Posted 6/2/2014
The U.S. Fish and Wildlife Service finalized Endangered Species Act protection on Wednesday for four subspecies of Mazama pocket gophers and designated 1,607 acres of protected critical habitat in Washington’s Thurston County, including at the Olympia Airport.
The decision was part of a landmark settlement with the Center for Biological Diversity requiring the agency to speed protection decisions for 757 species across the country.
It also included a “special rule” exempting airport, agricultural and other activities from the prohibitions of the Endangered Species Act — a tactic Fish and Wildlife is increasingly using to avoid inconveniencing industries and landowners with endangered species on their land.
“With this decision, the unique Mazama pocket gopher and its Puget prairie home have a fighting chance,” said Noah Greenwald, the center’s endangered species director. “It’s deeply disappointing, though, to have activities that clearly destroy these pocket gophers’ homes — like plowing — categorically exempted so they can go on as usual. There is a way to balance the need to allow activities that benefit the gopher, such as mowing of airport fields, without exempting harmful activities from regulation. This decision fails to find that balance.”
Mazama pocket gophers are stocky rodents, up to 11 inches in length, with short necks and powerful limbs. They are reddish-brown with a black nose and lips and black patches behind the ears and get their name from pockets in their cheeks that are used to carry vegetation into their burrows.
Pocket gophers serve an important role aerating soils and stimulating plant growth, thereby helping to maintain species richness and diversity in native prairies. They currently are found on a few scattered remnant Puget prairies in Thurston and Pierce counties.
There were once nine subspecies of Mazama pocket gopher, first identified as needing protection in 1985. Since then two subspecies, the Tacoma and Cathlamet pocket gophers, have been declared extinct.
The four subspecies protected today include the Olympia, Roy Prairie, Tenino and Yelm pocket gophers, all of which are said to be threatened by urban and agricultural sprawl that plows under their prairie habitats, as well as invasion of prairies by trees that thrive in the absence of regular fire.
Three other subspecies were determined not to need protection.
“Saving the Mazama pocket gopher means saving the last little bits of beautiful Puget prairie we have left,” said Greenwald. “That’s something that benefits us all.”
That opinion wasn’t universally shared.
“Pocket gophers aren’t endangered and never were,” said Scott Roberts, Citizen Action Network director for the Freedom Foundation, a Thurston County-based free market think tank. “They’re literally everywhere. They abound in numbers and they live in a variety of habitats. You couldn’t reduce their numbers if you tried.”

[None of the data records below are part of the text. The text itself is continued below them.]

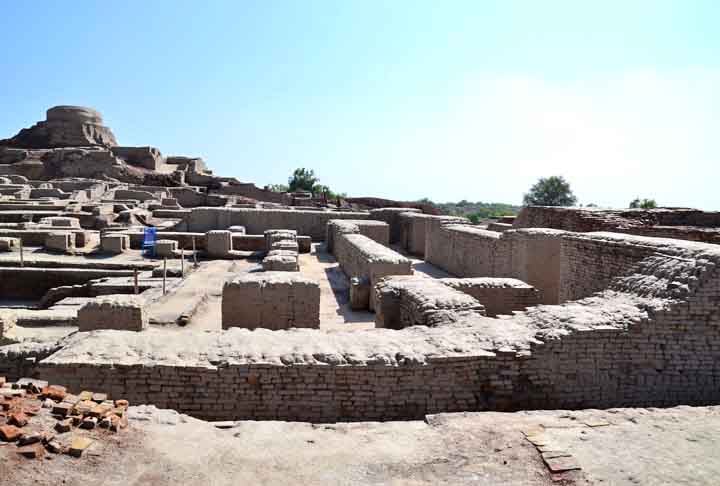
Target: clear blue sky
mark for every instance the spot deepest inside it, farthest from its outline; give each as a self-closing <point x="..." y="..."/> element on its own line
<point x="404" y="99"/>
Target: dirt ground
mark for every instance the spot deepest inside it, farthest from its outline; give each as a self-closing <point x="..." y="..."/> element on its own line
<point x="676" y="446"/>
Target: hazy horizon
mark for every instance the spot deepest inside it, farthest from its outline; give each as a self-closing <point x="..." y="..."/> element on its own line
<point x="404" y="100"/>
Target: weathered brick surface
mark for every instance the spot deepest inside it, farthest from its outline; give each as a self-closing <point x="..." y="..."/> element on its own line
<point x="378" y="231"/>
<point x="271" y="300"/>
<point x="392" y="217"/>
<point x="119" y="312"/>
<point x="413" y="229"/>
<point x="359" y="256"/>
<point x="497" y="295"/>
<point x="411" y="301"/>
<point x="680" y="223"/>
<point x="649" y="337"/>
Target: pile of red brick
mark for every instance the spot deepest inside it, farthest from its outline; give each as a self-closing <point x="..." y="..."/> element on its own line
<point x="39" y="417"/>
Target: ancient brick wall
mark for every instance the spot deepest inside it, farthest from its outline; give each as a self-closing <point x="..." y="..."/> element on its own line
<point x="271" y="300"/>
<point x="589" y="264"/>
<point x="257" y="221"/>
<point x="497" y="295"/>
<point x="650" y="338"/>
<point x="375" y="230"/>
<point x="32" y="283"/>
<point x="392" y="217"/>
<point x="359" y="256"/>
<point x="468" y="251"/>
<point x="413" y="229"/>
<point x="417" y="301"/>
<point x="315" y="393"/>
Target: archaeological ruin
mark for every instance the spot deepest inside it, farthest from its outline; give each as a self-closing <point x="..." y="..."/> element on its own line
<point x="147" y="276"/>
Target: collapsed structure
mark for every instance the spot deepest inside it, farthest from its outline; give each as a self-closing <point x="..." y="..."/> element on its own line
<point x="257" y="305"/>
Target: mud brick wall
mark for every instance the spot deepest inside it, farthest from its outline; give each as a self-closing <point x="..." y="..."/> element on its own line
<point x="303" y="392"/>
<point x="271" y="300"/>
<point x="257" y="221"/>
<point x="392" y="217"/>
<point x="649" y="338"/>
<point x="679" y="223"/>
<point x="589" y="264"/>
<point x="359" y="256"/>
<point x="416" y="301"/>
<point x="33" y="283"/>
<point x="497" y="295"/>
<point x="468" y="251"/>
<point x="413" y="229"/>
<point x="20" y="360"/>
<point x="536" y="256"/>
<point x="672" y="357"/>
<point x="120" y="312"/>
<point x="37" y="237"/>
<point x="375" y="230"/>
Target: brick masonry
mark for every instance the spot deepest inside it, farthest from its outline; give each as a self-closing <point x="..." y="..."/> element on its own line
<point x="649" y="338"/>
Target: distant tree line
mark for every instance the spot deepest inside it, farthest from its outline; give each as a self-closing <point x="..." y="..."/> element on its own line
<point x="305" y="180"/>
<point x="474" y="211"/>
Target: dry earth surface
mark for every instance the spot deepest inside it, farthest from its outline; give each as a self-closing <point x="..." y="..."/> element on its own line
<point x="676" y="446"/>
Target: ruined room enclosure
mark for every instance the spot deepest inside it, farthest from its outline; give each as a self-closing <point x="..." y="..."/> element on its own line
<point x="248" y="304"/>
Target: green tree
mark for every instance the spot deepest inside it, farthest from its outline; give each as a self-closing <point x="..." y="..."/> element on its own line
<point x="643" y="203"/>
<point x="302" y="180"/>
<point x="277" y="187"/>
<point x="550" y="191"/>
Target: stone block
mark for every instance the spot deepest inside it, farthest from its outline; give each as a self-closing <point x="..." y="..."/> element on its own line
<point x="271" y="300"/>
<point x="62" y="241"/>
<point x="8" y="320"/>
<point x="282" y="261"/>
<point x="9" y="244"/>
<point x="304" y="244"/>
<point x="219" y="243"/>
<point x="165" y="248"/>
<point x="359" y="293"/>
<point x="119" y="312"/>
<point x="272" y="236"/>
<point x="114" y="243"/>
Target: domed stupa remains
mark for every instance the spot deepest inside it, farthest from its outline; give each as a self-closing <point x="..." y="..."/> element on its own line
<point x="65" y="126"/>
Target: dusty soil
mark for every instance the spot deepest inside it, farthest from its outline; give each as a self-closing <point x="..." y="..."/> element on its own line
<point x="674" y="446"/>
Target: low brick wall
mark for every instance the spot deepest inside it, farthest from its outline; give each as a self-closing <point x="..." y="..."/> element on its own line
<point x="271" y="300"/>
<point x="499" y="296"/>
<point x="392" y="217"/>
<point x="375" y="230"/>
<point x="37" y="237"/>
<point x="359" y="256"/>
<point x="417" y="301"/>
<point x="257" y="221"/>
<point x="413" y="229"/>
<point x="118" y="312"/>
<point x="33" y="283"/>
<point x="468" y="251"/>
<point x="649" y="338"/>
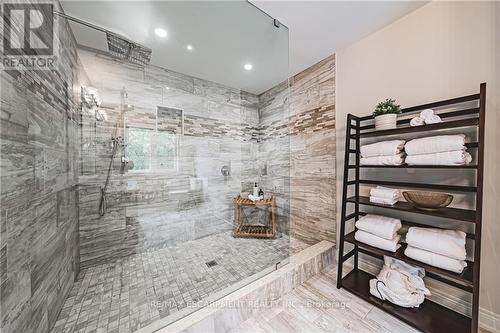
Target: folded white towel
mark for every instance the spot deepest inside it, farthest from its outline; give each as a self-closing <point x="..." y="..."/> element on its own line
<point x="417" y="121"/>
<point x="385" y="192"/>
<point x="381" y="226"/>
<point x="426" y="113"/>
<point x="383" y="201"/>
<point x="384" y="148"/>
<point x="383" y="160"/>
<point x="435" y="144"/>
<point x="458" y="157"/>
<point x="434" y="119"/>
<point x="450" y="243"/>
<point x="378" y="242"/>
<point x="435" y="259"/>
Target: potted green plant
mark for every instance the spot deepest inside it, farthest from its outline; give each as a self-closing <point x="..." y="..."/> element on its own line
<point x="385" y="114"/>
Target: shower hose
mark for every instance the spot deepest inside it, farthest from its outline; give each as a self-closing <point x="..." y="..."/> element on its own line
<point x="103" y="202"/>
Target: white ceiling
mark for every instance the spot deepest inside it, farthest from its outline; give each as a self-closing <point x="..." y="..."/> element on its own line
<point x="228" y="34"/>
<point x="320" y="28"/>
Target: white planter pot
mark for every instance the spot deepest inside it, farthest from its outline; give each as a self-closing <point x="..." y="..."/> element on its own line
<point x="385" y="121"/>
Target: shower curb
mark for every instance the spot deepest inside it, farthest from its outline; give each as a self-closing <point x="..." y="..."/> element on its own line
<point x="224" y="314"/>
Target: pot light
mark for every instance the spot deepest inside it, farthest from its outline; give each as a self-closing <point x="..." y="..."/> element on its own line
<point x="161" y="32"/>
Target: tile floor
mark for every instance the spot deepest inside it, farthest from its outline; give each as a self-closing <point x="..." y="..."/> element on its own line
<point x="135" y="291"/>
<point x="318" y="306"/>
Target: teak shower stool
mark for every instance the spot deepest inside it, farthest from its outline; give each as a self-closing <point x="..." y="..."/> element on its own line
<point x="254" y="230"/>
<point x="430" y="317"/>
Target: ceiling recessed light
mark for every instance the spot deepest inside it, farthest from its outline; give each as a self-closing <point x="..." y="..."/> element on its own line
<point x="161" y="32"/>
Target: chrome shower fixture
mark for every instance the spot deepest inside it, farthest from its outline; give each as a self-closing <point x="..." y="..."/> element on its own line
<point x="128" y="50"/>
<point x="118" y="45"/>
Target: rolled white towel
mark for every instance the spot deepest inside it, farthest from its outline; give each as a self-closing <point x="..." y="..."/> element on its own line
<point x="383" y="201"/>
<point x="378" y="242"/>
<point x="383" y="160"/>
<point x="435" y="259"/>
<point x="384" y="148"/>
<point x="435" y="144"/>
<point x="434" y="119"/>
<point x="253" y="198"/>
<point x="426" y="113"/>
<point x="458" y="157"/>
<point x="450" y="243"/>
<point x="378" y="225"/>
<point x="385" y="192"/>
<point x="417" y="121"/>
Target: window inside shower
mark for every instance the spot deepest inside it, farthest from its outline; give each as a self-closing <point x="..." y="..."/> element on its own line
<point x="151" y="150"/>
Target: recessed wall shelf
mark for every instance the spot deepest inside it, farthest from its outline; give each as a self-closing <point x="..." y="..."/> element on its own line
<point x="430" y="317"/>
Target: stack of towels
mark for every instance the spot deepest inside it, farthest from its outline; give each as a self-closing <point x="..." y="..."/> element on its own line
<point x="384" y="195"/>
<point x="400" y="283"/>
<point x="438" y="150"/>
<point x="437" y="247"/>
<point x="379" y="231"/>
<point x="383" y="153"/>
<point x="427" y="116"/>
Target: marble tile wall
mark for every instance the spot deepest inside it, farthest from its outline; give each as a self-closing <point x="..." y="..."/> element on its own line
<point x="147" y="210"/>
<point x="39" y="136"/>
<point x="298" y="149"/>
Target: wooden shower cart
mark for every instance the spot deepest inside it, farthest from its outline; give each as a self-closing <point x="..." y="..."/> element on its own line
<point x="254" y="230"/>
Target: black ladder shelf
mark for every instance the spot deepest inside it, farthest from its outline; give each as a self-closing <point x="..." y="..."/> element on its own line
<point x="430" y="317"/>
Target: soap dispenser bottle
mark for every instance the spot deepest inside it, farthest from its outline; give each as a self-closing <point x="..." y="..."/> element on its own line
<point x="255" y="190"/>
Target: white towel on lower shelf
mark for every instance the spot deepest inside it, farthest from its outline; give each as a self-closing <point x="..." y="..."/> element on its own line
<point x="435" y="144"/>
<point x="383" y="201"/>
<point x="424" y="114"/>
<point x="434" y="119"/>
<point x="378" y="225"/>
<point x="378" y="242"/>
<point x="400" y="283"/>
<point x="450" y="243"/>
<point x="383" y="160"/>
<point x="417" y="121"/>
<point x="383" y="148"/>
<point x="385" y="192"/>
<point x="435" y="259"/>
<point x="457" y="157"/>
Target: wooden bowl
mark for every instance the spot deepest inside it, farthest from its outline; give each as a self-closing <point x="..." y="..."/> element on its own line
<point x="428" y="200"/>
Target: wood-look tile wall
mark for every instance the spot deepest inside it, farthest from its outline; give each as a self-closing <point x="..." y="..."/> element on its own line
<point x="298" y="147"/>
<point x="39" y="136"/>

Glen Morgan, the Freedom Foundation’s property rights director, said the pocket gopher is simply a pawn, like the spotted owl in the 1980s, being used by radical environmentalists to stifle all development in the name of a species that doesn’t need any help.
“The pocket gopher is an excuse, a lightning rod,” he said. “It”s an easy way for the county and state wildlife to set aside tracts of private property as no-touch zones. You can’t irrigate, you can’t fertilize, you can’t disturb the soil, you can’t even put your dogs and cats out.”